Le « baby crash », une répercussion démographique liée au COVID-19 ?

Le « baby crash », une répercussion démographique liée au COVID-19 ?

La crise sanitaire a aussi eu un impact sur certains projets de vie, il est encore tôt pour se prononcer mais les premiers chiffres révèlent un baby crash, soit une baisse de la natalité.


Depuis quelques semaines maintenant, les "bébés du confinement", conçus à partir de la mi-mars, poussent leurs premiers cris.  Cependant, à travers la France, un même constat est partagé : la nouvelle génération est relativement peu nombreuse: « On a eu une diminution des naissances de 7% en décembre 2020 par rapport à décembre 2019 », déclare Cyril Huissoud, gynécologue-obstétricien au CHU de Lyon.
Après avoir entraîné des conséquences sur la mortalité, se pourrait-il que la crise du Covid-19 nous entraîne vers une toute autre crise démographique ? En France aucune donnée nationale ne permet encore de définir clairement l’ampleur du phénomène tout comme à l'échelle mondiale où le brouillard reste épais : « Nous avons encore très peu de données sur l'impact du Covid-19 sur le nombre de grossesses », reconnaît Karoline Schmid, responsable du dossier à l'ONU. « Le recul de la natalité pourrait atteindre 10 à 15% en 2020 et 2021 sur l’échelle mondiale », indique le groupe bancaire HSBC, ce qui équivaut à une quinzaine ou une vingtaine de millions de naissances perdues.

Pourquoi les couples ne font plus d’enfants ? 
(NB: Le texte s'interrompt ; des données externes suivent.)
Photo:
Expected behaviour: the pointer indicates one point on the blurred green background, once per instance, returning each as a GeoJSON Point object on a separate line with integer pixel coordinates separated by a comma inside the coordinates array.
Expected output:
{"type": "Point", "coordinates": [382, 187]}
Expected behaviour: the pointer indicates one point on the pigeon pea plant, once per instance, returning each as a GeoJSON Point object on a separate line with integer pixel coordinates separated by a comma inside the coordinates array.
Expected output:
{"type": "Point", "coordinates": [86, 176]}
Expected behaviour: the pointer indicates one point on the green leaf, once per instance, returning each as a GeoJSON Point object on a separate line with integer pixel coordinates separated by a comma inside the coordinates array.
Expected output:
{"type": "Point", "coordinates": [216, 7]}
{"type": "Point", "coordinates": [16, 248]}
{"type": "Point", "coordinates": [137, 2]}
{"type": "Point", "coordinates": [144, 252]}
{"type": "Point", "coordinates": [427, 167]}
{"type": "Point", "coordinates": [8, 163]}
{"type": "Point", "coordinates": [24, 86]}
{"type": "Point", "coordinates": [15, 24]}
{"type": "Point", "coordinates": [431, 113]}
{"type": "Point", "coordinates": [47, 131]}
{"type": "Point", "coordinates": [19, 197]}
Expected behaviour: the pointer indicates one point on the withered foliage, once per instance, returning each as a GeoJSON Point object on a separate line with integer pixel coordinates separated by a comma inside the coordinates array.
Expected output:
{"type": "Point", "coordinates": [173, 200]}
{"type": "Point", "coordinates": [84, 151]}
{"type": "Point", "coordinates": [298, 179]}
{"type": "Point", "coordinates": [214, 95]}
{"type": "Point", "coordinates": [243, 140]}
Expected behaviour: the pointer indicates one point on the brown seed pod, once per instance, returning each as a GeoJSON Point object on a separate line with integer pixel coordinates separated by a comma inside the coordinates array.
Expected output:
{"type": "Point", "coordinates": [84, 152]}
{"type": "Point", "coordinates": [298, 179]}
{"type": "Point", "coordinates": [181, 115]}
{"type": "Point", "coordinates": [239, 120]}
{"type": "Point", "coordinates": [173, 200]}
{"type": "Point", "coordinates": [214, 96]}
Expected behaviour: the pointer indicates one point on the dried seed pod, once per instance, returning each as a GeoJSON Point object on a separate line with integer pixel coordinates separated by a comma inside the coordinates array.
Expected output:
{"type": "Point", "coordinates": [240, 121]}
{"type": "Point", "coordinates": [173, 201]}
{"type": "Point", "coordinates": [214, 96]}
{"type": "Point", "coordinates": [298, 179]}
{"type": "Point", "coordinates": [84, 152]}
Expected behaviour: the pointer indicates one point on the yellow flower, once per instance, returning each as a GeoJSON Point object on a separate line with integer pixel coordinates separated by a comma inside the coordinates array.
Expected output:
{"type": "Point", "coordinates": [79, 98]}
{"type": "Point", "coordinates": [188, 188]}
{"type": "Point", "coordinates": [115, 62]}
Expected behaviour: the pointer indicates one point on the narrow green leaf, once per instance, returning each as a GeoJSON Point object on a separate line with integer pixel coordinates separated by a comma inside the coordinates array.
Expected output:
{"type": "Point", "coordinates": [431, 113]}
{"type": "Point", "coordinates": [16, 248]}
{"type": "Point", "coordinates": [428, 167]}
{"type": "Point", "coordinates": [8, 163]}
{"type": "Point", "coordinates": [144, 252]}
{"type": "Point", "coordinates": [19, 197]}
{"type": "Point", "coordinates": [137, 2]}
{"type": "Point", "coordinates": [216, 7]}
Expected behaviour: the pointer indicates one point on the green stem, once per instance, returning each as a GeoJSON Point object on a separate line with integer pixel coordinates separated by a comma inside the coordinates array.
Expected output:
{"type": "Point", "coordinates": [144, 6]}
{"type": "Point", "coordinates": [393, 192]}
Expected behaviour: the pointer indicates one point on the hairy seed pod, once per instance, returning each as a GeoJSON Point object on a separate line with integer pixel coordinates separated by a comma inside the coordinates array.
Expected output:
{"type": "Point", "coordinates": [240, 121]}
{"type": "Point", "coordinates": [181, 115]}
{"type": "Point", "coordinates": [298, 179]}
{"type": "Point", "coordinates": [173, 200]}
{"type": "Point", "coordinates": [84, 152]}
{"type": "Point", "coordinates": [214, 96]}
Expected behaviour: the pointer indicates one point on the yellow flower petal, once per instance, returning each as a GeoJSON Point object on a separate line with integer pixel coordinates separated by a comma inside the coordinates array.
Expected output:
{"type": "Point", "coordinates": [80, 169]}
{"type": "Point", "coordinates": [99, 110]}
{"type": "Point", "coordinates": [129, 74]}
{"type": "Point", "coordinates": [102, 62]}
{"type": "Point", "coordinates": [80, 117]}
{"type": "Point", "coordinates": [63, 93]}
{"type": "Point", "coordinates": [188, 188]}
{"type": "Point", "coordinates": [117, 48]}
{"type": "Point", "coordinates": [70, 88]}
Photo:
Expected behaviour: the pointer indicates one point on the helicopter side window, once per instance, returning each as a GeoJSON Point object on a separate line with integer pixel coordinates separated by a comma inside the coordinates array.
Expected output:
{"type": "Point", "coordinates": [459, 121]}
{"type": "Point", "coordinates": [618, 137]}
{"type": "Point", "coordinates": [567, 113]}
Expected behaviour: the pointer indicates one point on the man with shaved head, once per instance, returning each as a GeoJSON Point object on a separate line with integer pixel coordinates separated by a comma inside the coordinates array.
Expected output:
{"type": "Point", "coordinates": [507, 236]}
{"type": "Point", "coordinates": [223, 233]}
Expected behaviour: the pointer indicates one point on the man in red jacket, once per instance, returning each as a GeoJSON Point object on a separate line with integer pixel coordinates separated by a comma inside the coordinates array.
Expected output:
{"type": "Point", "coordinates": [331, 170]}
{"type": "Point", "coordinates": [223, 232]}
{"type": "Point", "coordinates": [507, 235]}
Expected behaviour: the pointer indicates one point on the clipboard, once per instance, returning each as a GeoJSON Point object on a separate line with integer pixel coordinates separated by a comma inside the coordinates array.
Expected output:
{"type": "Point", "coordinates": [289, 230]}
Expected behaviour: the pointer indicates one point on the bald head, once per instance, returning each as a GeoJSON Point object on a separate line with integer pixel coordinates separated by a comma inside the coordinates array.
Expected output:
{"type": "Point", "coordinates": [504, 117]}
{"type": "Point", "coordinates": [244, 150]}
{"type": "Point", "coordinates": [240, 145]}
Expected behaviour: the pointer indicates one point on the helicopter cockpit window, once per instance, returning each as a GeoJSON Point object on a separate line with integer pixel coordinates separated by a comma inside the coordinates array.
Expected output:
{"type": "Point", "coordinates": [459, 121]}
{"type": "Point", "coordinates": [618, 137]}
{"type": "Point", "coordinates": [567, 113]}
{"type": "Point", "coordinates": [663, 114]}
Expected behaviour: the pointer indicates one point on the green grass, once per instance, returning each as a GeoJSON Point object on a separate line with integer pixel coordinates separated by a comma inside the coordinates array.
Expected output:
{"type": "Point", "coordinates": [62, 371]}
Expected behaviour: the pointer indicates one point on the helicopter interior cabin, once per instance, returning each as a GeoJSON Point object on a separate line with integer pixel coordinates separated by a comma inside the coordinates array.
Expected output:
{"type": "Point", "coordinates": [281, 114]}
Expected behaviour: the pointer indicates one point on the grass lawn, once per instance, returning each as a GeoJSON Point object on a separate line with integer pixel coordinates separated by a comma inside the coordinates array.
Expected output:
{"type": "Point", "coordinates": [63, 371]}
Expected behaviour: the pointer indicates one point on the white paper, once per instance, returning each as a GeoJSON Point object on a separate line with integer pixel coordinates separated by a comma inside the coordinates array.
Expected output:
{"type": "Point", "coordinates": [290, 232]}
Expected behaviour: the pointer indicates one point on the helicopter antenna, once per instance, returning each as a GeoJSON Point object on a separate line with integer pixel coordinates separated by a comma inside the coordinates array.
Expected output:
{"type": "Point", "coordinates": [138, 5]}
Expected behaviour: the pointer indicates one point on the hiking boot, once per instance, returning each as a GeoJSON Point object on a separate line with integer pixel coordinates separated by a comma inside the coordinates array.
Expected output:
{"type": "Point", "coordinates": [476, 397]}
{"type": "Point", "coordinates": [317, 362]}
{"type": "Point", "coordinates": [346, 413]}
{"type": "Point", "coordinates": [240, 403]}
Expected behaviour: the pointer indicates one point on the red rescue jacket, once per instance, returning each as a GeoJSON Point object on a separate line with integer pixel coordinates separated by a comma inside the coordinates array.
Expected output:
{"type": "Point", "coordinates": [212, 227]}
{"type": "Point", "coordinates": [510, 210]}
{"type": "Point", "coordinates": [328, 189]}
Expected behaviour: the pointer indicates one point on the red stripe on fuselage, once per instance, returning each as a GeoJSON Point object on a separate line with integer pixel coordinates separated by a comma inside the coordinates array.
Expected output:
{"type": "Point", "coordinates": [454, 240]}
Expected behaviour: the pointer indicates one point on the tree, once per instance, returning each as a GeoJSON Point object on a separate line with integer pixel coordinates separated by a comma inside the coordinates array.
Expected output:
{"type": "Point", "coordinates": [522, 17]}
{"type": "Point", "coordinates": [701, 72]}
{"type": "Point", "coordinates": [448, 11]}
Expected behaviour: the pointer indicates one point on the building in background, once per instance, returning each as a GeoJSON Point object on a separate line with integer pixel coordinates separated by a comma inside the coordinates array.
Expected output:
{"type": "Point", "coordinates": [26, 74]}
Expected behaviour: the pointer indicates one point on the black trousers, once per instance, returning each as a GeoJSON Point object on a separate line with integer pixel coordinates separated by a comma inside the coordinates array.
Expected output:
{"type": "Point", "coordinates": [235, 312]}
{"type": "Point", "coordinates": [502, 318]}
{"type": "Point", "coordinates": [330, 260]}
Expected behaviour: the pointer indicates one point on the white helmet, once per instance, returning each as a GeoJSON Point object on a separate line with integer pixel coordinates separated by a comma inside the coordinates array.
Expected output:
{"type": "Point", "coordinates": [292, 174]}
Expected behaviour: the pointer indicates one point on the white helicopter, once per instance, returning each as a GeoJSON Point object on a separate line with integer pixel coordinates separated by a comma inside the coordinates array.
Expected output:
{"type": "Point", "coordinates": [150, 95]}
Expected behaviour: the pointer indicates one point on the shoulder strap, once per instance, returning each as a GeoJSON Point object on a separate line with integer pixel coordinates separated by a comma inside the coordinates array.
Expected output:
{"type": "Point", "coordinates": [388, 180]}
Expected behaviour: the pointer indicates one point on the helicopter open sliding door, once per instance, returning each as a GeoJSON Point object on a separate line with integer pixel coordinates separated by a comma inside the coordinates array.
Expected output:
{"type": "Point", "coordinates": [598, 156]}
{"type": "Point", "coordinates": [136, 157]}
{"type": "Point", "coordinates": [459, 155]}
La fermeture des centres d'assistance médicale à la procréation a également mis un frein aux potentielles grossesses. « En France, le nombre de ponctions d'ovocytes a chuté de 32% entre janvier et octobre par rapport à la même période en 2019 », rapporte Claire de Vienne, chargée du dossier à l'Agence de la biomédecine. « C'est du jamais-vu, cela a causé une détresse majeure parmi les patients ».
Au CHU de Clermont-Ferrand, 573 naissances ont été enregistrées pour les mois de décembre et de janvier 2021, soit 76 de moins qu’un an plus tôt durant la même période. Cela revient à une baisse de la natalité de 12% sur cette période. Au centre hospitalier de Saint-Denis, 285 femmes ont donné naissance en janvier 2021, contre 348 en janvier 2020, soit une baisse de 18 %. « Traditionnellement, cette période de l’année n’est pas la plus chargée. Mais là, la baisse est quand même significative sur un an, il se passe quelque chose », témoigne Martine Mabiala, la sage-femme coordonnatrice de l’établissement.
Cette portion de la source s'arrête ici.